While European regulators had approved the drug in 1957, Kelsey and her colleagues at the FDA were suspicious of the claims made for the treatment when she first reviewed it in 1960. Kelsey delayed thalidomide’s approval long enough for its terrible effects on unborn children to become clear in Europe, where thousands of children were born with deformed limbs.
Her instincts proved right, and the drug was eventually withdrawn around the world, with the US spared the disaster which hit Europe. News of her bravery and diligence reached the wider world via an article in the Washington Post, and she was hailed as a hero.
President Kennedy’s administration then used the case to pass a new law in 1962 (the Kefauver-Harris Drug Amendments) giving the FDA greater powers to require greater proof of safety and efficacy, full disclosure of side effects and generic names, and rapid withdrawal of unsafe drugs from the market.
Oldham Kelsey’s actions paved the way for much more extensive checks and balances on drugs, and we now live in a much more safety conscious world today. But contrasting her era with today remains instructive. Her story reminds us that pressure on regulators to approve new drugs is a perennial factor – with the push to approve novel treatments always a compelling one.

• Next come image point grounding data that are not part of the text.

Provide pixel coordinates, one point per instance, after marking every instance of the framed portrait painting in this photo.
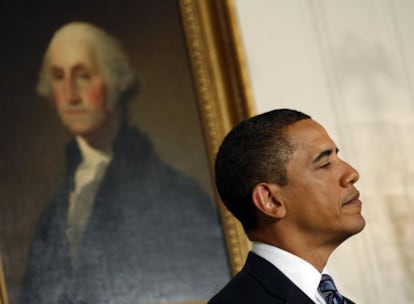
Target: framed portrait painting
(154, 230)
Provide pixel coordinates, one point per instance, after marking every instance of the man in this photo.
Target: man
(279, 173)
(123, 227)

Balanced against this, regulatory science needs to evolve with medical science, but just how far and how fast is a difficult call. This is illustrated by this year’s new 21st Century Cures Act, draft US legislation; this has generated hope of faster progress in approving new drugs, but also raised fears that existing safeguards could be eroded.

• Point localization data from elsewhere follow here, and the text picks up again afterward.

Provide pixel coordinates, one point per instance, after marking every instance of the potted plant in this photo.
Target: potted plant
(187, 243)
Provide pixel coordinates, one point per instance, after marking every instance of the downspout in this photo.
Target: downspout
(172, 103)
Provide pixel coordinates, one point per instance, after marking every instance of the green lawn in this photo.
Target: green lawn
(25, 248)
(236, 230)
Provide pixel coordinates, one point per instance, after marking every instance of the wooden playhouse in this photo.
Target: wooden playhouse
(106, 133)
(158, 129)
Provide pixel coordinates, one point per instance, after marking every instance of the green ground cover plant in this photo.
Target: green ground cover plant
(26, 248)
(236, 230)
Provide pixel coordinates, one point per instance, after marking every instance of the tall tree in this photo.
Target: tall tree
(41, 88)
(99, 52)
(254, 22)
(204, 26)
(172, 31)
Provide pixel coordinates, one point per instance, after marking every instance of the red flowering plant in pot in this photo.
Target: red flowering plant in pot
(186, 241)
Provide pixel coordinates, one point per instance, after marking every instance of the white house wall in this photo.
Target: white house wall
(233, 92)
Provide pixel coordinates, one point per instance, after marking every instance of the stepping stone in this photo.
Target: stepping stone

Read the New York Times obituary of Frances Oldham Kelsey here
Read the Science-Based Medicine article on the 21st Century Cures Act here
The eminent neurologist, thinker and writer sometimes dubbed the “poet laureate of medicine” died in August at the age of 82.
The London-born polymath is best known for books, The Man Who Mistook His Wife for a Hat, and Awakenings. The latter is a remarkable story of how a group of his patients were broken out of a frozen, catatonic state after decades locked in isolation. The patients, victims of an encephalitis epidemic from the 1916- 1927 period, responded dramatically to Sacks’ use of the then-experimental drug, L-dopa. Sadly, the effect was only temporary, but the book and subsequent film were eloquent and strangely life-affirming studies of humanity.
Sacks had been suffering for two years from cancer, and as the end drew nigh, he published numerous moving essays on his life, death and mortality, published in the New York Times.
His insights into these subjects are of huge value and solace to a society increasingly dealing with old age accompanied by cancer and long-term illnesses.
Here’s an extract from the essay My Own Life, published in the newspaper in February:
“I cannot pretend I am without fear. But my predominant feeling is one of gratitude. I have loved and been loved; I have been given much and I have given something in return; I have read and traveled and thought and written. I have had an intercourse with the world, the special intercourse of writers and readers.
Above all, I have been a sentient being, a thinking animal, on this beautiful planet, and that in itself has been an enormous privilege and adventure.”